= House Böckum =

German water castle

House Böckum, alternatively Haus Böckum (in old sources also Buechen, Boichem or Boecum) is a medieval noble residence in the Duisburg district of Huckingen on the old Angerbach. Haus Böckum is the only preserved water castle in Duisburg's city area, even if their ditches are mostly dry today.

== Naming ==
The name Böckum derives from Hof zu den Buchen (Hof zo den Buechen) and thus traces back to the beech forest that once extended as far as Böckum. Today, only the Duisburg city forest remains of it.

== History ==
The moated castle was a fief of the Counts of Berg for centuries. The first documented mention dates back to 1345 in the form of the person Thyderich van den Boken, who can be identified as Dietrich von Rheinheim from the noble family of the Lords of Kalkum. Dietrich’s presumed daughter, Mechtild von Rheinheim, brought Böckum into the possession of Hermann von der Seldung (also known as Hermann von der Seeldonck or Hermann von Schlickum) through marriage. He served as Amtmann of Angermund from 1369 to 1391 and pledged Böckum in 1369 (then referred to as Hof zu den Buchen). This same Hermann still owned Böckum in 1402 when he wrote his will, shortly before his death. Böckum then passed to the Lords of Ulenbroich through his daughter.

In 1405, during the Kalkum Feuds, Böckum was destroyed by Cologne mercenaries. From at least 1440 until around 1760, the Lords of Buer owned Böckum. The first recorded owner from this family was Hermann von Buir, who was married to Agnes von Uhlenbroich. Around 1500, their son Heinrich was the owner, followed by his son Hermann around 1540. Until 1608, Hermann’s son Johann von Buir (also spelled von Bawyr) was in possession, succeeded in 1609 by his nephew, Johann Hermann von Bawyr, Lord of Boekem, Romlian, and Frankenberg (Aachen). In 1644, Johann Hermann’s son, Johann von Bawyr, who married the heiress Maria von Scheidt called Weschpfennig zu Heltorf, in 1636, took ownership. After Johann von Bawyr’s death in 1647, his son, Johann Friedrich von Bawyr, held Böckum until 1681.

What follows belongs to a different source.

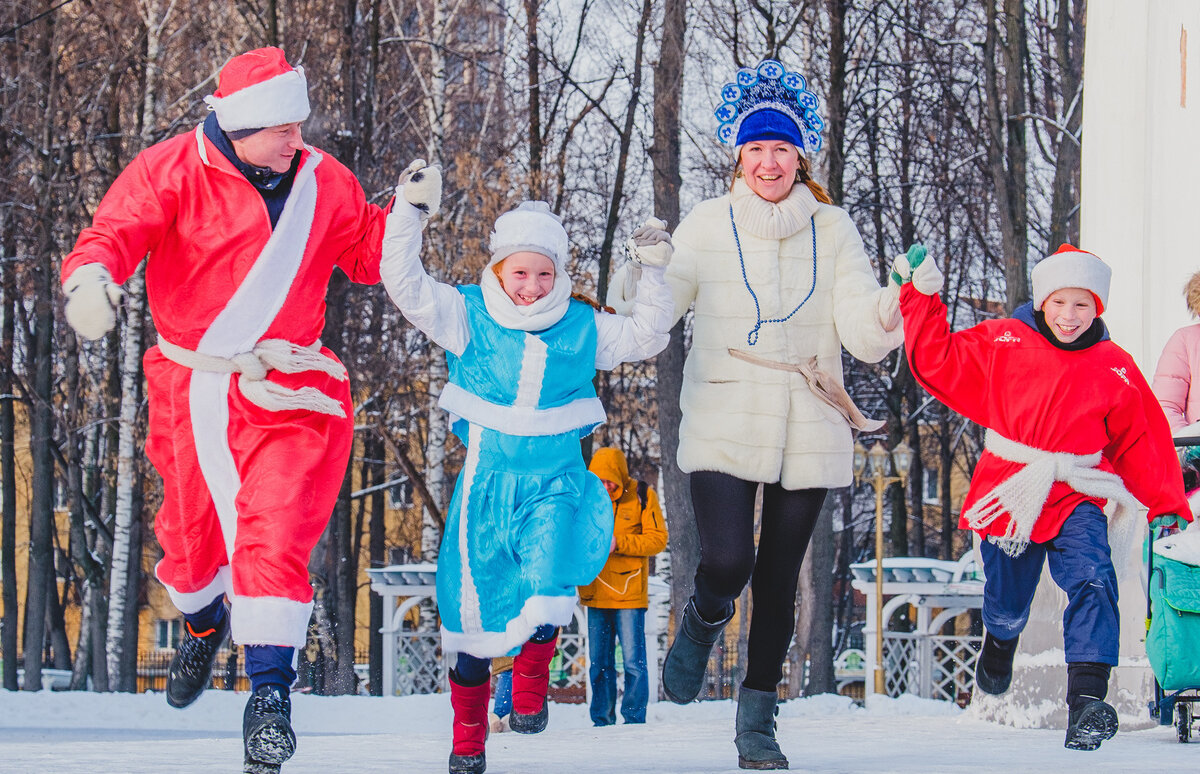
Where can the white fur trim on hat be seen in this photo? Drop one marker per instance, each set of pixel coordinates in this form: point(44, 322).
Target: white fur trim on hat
point(1071, 268)
point(531, 227)
point(280, 100)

Johann Friedrich's widow, Maria Freiin von Scheidt, married Baron Friedrich Christian von Spee in 1649 at Haus Böckum. In 1661, baron Johann Bertram von Scheidt called Weschpfennig reported to his son-in-law, Friedrich Christian von Spee, about plans for a new construction of Haus Böckum. Later, the estate belonged to General Friedrich Ferdinand Bawyr von Frankenberg, the son of Johann Friedrich von Bawyr, who requested building timber in 1708. Meanwhile, in 1702, during the siege of Kaiserswerth in the War of Spanish Succession, the estate’s farm buildings were burned down.

After the Buer/Bawyr male line died out in the mid-18th century, the heirs sold the estate in 1767 to Theodor von Hallberg. He granted a tenancy to Peter Blumenkamp and Catharina Christina Broickerhoff at Haus Böckum. In 1801, the industrialist and Kommerzienrat Johann Gottfried Brügelmann from Ratingen purchased the estate. After his death in 1802, it passed to his son, Johann Gottfried Jr. Upon his death in 1808, his daughter Charlotte inherited it. In 1856, as the widow of Karl Heinrich Engelbert von Oven, she sold the estate to the Count of Spee, whose family owned it until 2012, when they sold it to the Berlin-based investor S+P Real Estate.

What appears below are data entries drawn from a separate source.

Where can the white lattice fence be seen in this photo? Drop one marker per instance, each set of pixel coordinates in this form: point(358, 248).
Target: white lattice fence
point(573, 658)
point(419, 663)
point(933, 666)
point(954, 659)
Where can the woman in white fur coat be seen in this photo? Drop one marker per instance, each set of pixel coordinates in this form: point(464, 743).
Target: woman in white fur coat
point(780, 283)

Haus Böckum also held Stroetrecht (from Stroet, meaning bush, thicket, or undergrowth). This was the right to keep wild horses in the forest, a privilege granted only to a few noble estates besides the Duke of Berg, including Böckum, Heltorf, Broich, Haus zum Haus, Groß-Winkelhausen, Oefte, and Landsberg.

== Current condition and use ==
The present U-shaped complex was built in multiple phases. The oldest section is the eastern part of the building, featuring a tower made of exposed brick with a curved, slate-covered roof. This section, including the gatehouse and the masonry stone bridge that replaced a former drawbridge, was constructed in 1661 as a manor house, replacing an older castle complex that once stood on the now unbuilt northern part of the moated site.

The remaining buildings, dating from the 18th and 19th centuries, were agricultural utility structures and continued to be commercially used for farming until 2008 by a tenant couple.

The entire estate has been under monument protection since June 27, 1991. However, the investor’s 2017-approved plan to convert the property into residential buildings was never realized. In February 2017, one of the poultry barns belonging to Haus Böckum burned down. The remaining poultry barns have since been demolished, the castle grounds have been fenced off, and entry is prohibited.

Due to the estate’s deterioration, the City of Duisburg has initiated regulatory proceedings against the owner, as the condition of the castle has worsened in recent years. Furthermore, the historic property has increasingly become a target of vandalism and is now up for sale.